December 22, 2007

Walk Hard: The Dewey Cox Story

B.J. and the Bear - The Movie

Grade: B +
Starring: John C. Reilly, Jenna Fischer, Raymond J. Barry, Kristen Wiig, and Tim Meadows
Rating: R
Running Time: 1 hour, 36 minutes

It’s an Apatow world, and we’re just living in it. The reigning cinematic comedy king’s third film produced in 2007, which he also co-writes with director Jake Kasdan (Orange County), is his most satirical and, at just over 90 minutes, probably his most streamlined.

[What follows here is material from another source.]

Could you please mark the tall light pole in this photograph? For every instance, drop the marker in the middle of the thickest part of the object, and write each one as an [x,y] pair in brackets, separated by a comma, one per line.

John C. Reilly, always reliable and usually a groomsman, finally gets to headline in this biting parody that principally posits itself as a farcical take on the Johnny Cash biopic, Walk the Line. This first-half is funny enough, but the film really clicks once its focus shifts toward a broader lampoon of the music industry and American social history, starting with Dewey (Reilly) in his Dylan-esque protest period (filmed as a black & white riff on Pennebaker’s Don’t Look Back) and continuing through a sojounrn to India for mediation and dropping acid with the Beatles, his Brian Wilson SMiLE period, a cheesy 70s TV variety show, and finally watching his old hits being sampled by contemporary rap artists, which naturally paves the way for the climactic Lifetime Achievement Tribute Performance™.

The array of supporting appearances alone is worth the price of admission. Harold Ramis leads a consortium of Hasidic record producers; Frankie Muniz as Buddy Holly; The White Stripes' Jack White as Elvis; The Beatles are played by Jack Black (Paul), Paul Rudd (John), Justin Long (George), and Jason Schwartzman (Ringo); Eddie Vedder gives Dewey an incomprehensible, Bono-style intro at the tribute special, during which Dewey's signature song, "Walk Hard," is covered by a quartet of Lyle Lovett, Jewel, Jackson Browne, and...Ghostface Killah? And, naturally, there is the obligatory, uncredited Jonah Hill cameo.

Mostly, however, this film belongs to Reilly, who sings, cracks wise, runs through the street nearly naked, and does yeoman’s work in this spotty, but mostly screamingly funny satire.